Beehive Computing Cluster at CAL

Beehive is a 10 node beowulf computer cluster.

User Guide

Upon logging into Beehive you will be directed to your user directory on the main node. From this node you will submit jobs to the other nodes via the PBS batch system.

Running Jobs

To run a job, you submit it to the qeue with the qsub command, where bongo.sh is a script you have written containing information about your job, and run commands for your executables.

qsub bongo.sh

This is an example of a script, bongo.sh:

#!/bin/sh
### Project or Job name
#PBS -N MrBongo
### Declare job non-rerunable
#PBS -r n
###Output Files
###PBS -e output.err
###PBS -o output.log
### Expected wall time of run in HH:MM:SS
#PBS -l walltime=01:00:00
### Number of nodes and number of processors per node (max 2)
#PBS -l nodes=1:ppn=1

#This jobs working directory
echo Working Directory is $PBS_O_WORKDIR
cd $PBS_O_WORKDIR

echo Running on host 'hostname'
echo Time is 'date'
echo Directory is 'pwd'

#Run executables (initials)
./bongo_dist

#Run executables sim
./bongo8

About this script: This script runs the bongo executables on one node. Choosing a job type will define how long your job may run; when it hits the walltime, your job will stop, finished or not. Shorter jobs may run sooner than longer jobs, but you want to make sure your job can finish in the given time. There are four queues: short (up to 20 min), medium (up to 2 hours), long (up to 24 hours), and verylong (up to 168 hours). You do not need to specify the queue name in the job -- if you specify the walltime, then PBS will choose the correct queue.

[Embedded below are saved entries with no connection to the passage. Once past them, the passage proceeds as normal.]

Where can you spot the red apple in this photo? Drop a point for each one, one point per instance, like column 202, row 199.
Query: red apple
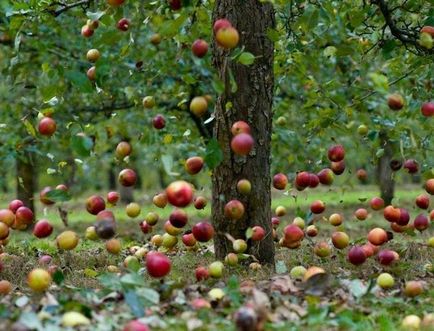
column 199, row 48
column 338, row 168
column 4, row 231
column 188, row 239
column 135, row 325
column 7, row 217
column 356, row 255
column 336, row 153
column 201, row 273
column 123, row 24
column 105, row 215
column 427, row 109
column 15, row 204
column 242, row 144
column 411, row 166
column 376, row 203
column 91, row 73
column 240, row 127
column 42, row 229
column 312, row 231
column 24, row 216
column 404, row 217
column 322, row 249
column 194, row 165
column 200, row 202
column 293, row 233
column 422, row 201
column 395, row 165
column 145, row 227
column 157, row 264
column 175, row 4
column 179, row 193
column 203, row 231
column 115, row 3
column 95, row 204
column 395, row 101
column 227, row 37
column 220, row 24
column 280, row 181
column 258, row 233
column 302, row 179
column 113, row 197
column 340, row 240
column 317, row 207
column 421, row 222
column 361, row 214
column 386, row 257
column 313, row 180
column 392, row 214
column 178, row 218
column 160, row 200
column 326, row 176
column 86, row 31
column 43, row 196
column 159, row 122
column 234, row 210
column 127, row 177
column 429, row 186
column 244, row 187
column 377, row 236
column 123, row 149
column 47, row 126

After you submit a script, a job number will be returned. In the qeue, your job would be referred to by its name, mrbongo, and job number. You can modify, track or kill your job with this number. When the run has completed, two files, Output.e##### and Output.o##### will contain any error messages, and any (x)terminal output from your code.

Please do not run large jobs on the master node (even niced jobs) as this will make Beehive unusable for all other users!! To run interactive jobs on Beehive, first log in to another node. This can be done using the "qsub -I" command.

To examine the jobs in the queue, use:

qstat -a

To cancel a job, use qstat to find it's ID number and then use this in the following command:

qdel job_id

Transferring Output and Maintaining Data

To transfer data back to your CW, you will need to set up a ssh key-pair. If transferring multiple files, you will want to preserve your key-pair password, so that you do not have to re-enter it for every transfer.

You can also make your life easier by taring up your files, or by taring and gziping larger files so they don't take so long to transfer.

tar -czf mongo.out.tar ./output/*
gzip mongo.out.tar

Using MPI on the cluster

If you have an MPI code, then it can be compiled with "mpif77" or "mpicxx", and submitted with a script like this:

#!/bin/sh
### Job name
#PBS -N mpi_test
### Declare job non-rerunable
#PBS -r n
### Output files
#PBS -e output_enzo.err
#PBS -o output_enzo.log
### Mail to user
##PBS -m bae
### Give email address
#PBS -M myemail@astro.columbia.edu
### Number of nodes and other properties
#PBS -l nodes=2:ppn=2
#PBS -l walltime=1:00:00

# This job's working directory
echo Working directory is $PBS_O_WORKDIR
cd $PBS_O_WORKDIR  

# Count number of processors
NP=`wc -l < $PBS_NODEFILE `
echo Number of processors = $NP

# Run your mpi executable
mpiexec -machinefile $PBS_NODEFILE -n $NP my_mpi_program

Large memory nodes

The master and most nodes have 2 GB and two processors. Nodes 8 and 9 (node8 and node9) each have 8 GB of memory. To access these nodes using a pbs script, specify the following line in your script file:

#PBS -l nodes=1:ppn=1:bigmem

Using IDL on the cluster

The beehive cluster nodes are behind a NAT so to run IDL you need to create an SSH tunnel through the master node. Here is how it works:

First, set up passwordless sshkey access on the cluster. See this link for an example of how to do it: http://homepage.mac.com/wyuen/hpc/Passwordless_SSH.html

Second, create a file called .flexlmrc in your home directory that reads:

IDL_LMGRD_LICENSE_FILE=1700@localhost:/usr/local/rsi/idl_6.2/../license/license.dat

Finally, you are set to submit a PBS job that runs IDL. The one thing you must include is a line which generates the ssh tunnel (and then puts itself into the background so the tunnel stays around). Here is an example script:

#!/bin/sh
### Job name
#PBS -N idl_test
### Declare job non-rerunable
#PBS -r n
### Output files
#PBS -e output_simple.err
#PBS -o output_simple.log
### Mail to user
#PBS -m bae
### Give email address
#PBS -M your_email_address@astro.columbia.edu
### Queue name (small, medium, long, verylong)
#PBS -q medium
### Number of nodes and other properties (big memory)
#PBS -l nodes=1:bigmem

cd $PBS_O_WORKDIR

echo Running on host `hostname`
echo Time is `date`
echo Directory is `pwd`

# start the secure tunnel to the master (passwordless ssh must be setup)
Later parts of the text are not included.